My test setup: I've used a phone charger USB power supply (no connection to a computer) and a MIDI Interface connected to the LoopA DIN outputs and measured the MIDI clock received on the MIDI interface via MIDI-OX (via MIDI Sync Transport) on a computer. 

Tested DIN OUT1-3 this way and can confirm that the clock is sent on every output port only once, i.e. setting to 100 BPM was shown as such in the MIDI-OX Sync Transport Screen. Then tested every port individually and finally removed MIDI clock being sent to the DIN ports, this resulted in no MIDI clock sent to OUT3, which is different than what you encountered.

Therefore, more info would be required to be able to reproduce the problem:

a) Which LoopA software version are you running? If you're not yet using v2.06, could you try that?

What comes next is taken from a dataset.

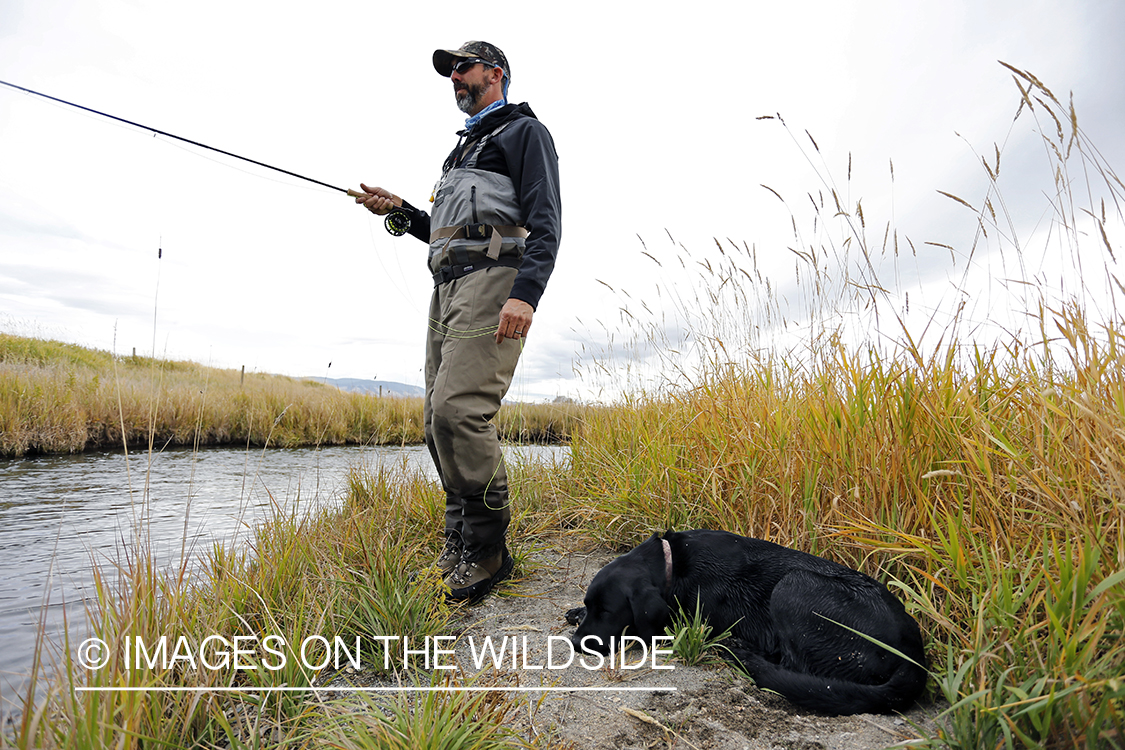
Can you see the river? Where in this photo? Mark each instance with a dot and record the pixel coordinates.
(61, 515)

b) did you connect anything to the DIN MIDI IN1/2 or the USB input of the LoopA? If something (e.g. a DAW via USB) is connected, that might either generate an own clock or echo back the original clock to the LoopA - this might then explain a multiplication of the clock. If anything is connected on any input, could you try to disconnect all inputs to the LoopA and test again and see if the clock still is multiplied?

c) related: do you have any MIDI Router routes set up? Do you have any tracks with live forwarding set up? If so, can you try to disable the MIDI routes and the live forwarding to see if the problem stops?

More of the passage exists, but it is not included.